'We couldn't wash. We were harassed. We had no sleep... it was unbearable': The father of '12 Years a Slave' Oscar-winner Lupita Nyong'o speaks for the first time about his own treatment in Kenya
Sunday 16 March 2014
Her performance as the brutalised Patsey in the British film 12 Years a Slave led Lupita Nyong'o to scoop the best supporting actress Oscar, but in real life the Kenyan actress is no stranger to torture and murder.
The body of Lupita's uncle Charles Nyong'o was never recovered after he was attacked on a ferry in Kenya and thrown overboard by regime thugs, and her father was repeatedly tortured because of his opposition to a notoriously brutal former Kenyan regime.
The full horror of her family's treatment at the hands of the then Kenyan President, Daniel arap Moi, only emerged last night when her father, Peter Anyang' Nyong'o, spoke for the first time.
Now a senior Kenyan politician and academic, Peter Nyong'o said: "My brother disappeared in 1980. It was a very difficult time politically. We never recovered his body and it was never resolved who was behind the murder.
"Even now, no information has come to light. I know he was on a ferry in Mombasa and witnesses who I managed to talk to told me clearly that it was not an accident and he had been attacked and pushed off the ferry. But the witnesses were too terrified to testify to the police.... I spoke to members of the Kenyan Special Branch and someone informed me that they knew what happened. They were not willing to help in any way whatsoever because of that."
Peter believes his brother was targeted because of his own student activism, which opposed the Moi regime. He himself was eventually forced to flee to Mexico with his wife Dorothy, where Lupita was born in 1983. It is the reason she bears a Spanish name.
Lupita Nyong'o celebrates her Oscar's win When the family returned to Kenya in 1987, Peter, who was organising an underground democratic party, was once again the subject of harassment and arrest, with the family forced to hide out at a series of safe houses. "It was a very insecure time. We were moving from one place to another, which was not good for Lupita and Peter Jr." He was regularly detained by the police, and his wife and her family subjected to anonymous threatening calls.

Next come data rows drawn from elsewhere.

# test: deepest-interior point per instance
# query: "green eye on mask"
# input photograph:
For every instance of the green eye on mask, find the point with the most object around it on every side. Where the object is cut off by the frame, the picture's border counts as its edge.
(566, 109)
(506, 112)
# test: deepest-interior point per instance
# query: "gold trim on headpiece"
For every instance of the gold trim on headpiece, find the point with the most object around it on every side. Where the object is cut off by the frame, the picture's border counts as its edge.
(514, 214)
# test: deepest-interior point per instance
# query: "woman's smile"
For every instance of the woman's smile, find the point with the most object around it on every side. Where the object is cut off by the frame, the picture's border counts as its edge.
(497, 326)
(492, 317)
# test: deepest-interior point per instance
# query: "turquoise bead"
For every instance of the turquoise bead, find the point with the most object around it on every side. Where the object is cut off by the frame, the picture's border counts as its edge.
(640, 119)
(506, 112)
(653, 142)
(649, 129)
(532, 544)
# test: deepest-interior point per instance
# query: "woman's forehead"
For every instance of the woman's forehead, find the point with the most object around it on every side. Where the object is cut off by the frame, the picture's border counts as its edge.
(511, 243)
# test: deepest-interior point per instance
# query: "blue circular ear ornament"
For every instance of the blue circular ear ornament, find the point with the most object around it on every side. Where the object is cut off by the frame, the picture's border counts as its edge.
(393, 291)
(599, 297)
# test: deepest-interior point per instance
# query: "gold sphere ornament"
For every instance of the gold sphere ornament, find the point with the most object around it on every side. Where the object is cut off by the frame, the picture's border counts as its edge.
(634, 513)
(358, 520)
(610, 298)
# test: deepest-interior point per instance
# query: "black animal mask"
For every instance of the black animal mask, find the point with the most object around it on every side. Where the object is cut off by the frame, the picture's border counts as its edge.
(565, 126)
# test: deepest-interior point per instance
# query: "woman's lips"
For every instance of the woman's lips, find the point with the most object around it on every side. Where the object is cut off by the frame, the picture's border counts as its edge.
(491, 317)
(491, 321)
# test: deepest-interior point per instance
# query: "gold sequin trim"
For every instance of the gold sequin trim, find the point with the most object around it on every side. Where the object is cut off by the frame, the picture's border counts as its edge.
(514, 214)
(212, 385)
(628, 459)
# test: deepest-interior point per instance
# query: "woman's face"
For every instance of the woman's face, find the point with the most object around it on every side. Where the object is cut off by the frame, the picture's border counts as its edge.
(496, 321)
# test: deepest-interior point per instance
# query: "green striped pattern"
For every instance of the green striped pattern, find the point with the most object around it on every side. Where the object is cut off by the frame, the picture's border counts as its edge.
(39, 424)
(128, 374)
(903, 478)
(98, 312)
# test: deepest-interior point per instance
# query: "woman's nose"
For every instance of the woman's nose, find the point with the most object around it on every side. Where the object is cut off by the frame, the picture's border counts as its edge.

"I was being picked up monthly and weekly. It would depend on the period. It was as often as they wanted. It was mainly psychological for me, although it was physical for others. You could not wash for days, you were harassed, threatened, you couldn't sleep and it becomes unbearable," he said.
He said he found it difficult to watch 12 Years a Slave, but insists his treatment was "like a dinner party" compared to that endured by Solomon Northup. He said: "We were put into prison and the torture chambers by the regime, but it was like a dinner party when you compare it to what the slaves went through."
Nevertheless Peter believes Lupita and his family paid a heavy price. He said: "We were traumatised. The children were too young to understand, and it would not have been advisable to explain because you could be causing them unnecessary trauma."
He believes the constant insecurity and adaptation thrust on Lupita from a young age may have played its part in her being able to take on the chameleon-like qualities needed to be an actor, "although I am wary about generalisations".
As to the film itself, Peter said: "Lupita was very, very captivating. I don't know how she did it. It was a tremendous performance."
Both Peter and his wife were at the Oscars ceremony. "Lupita called me to tell me [when she was] nominated. She was really touched that she had done well enough to be nominated. It was a great achievement in its own right."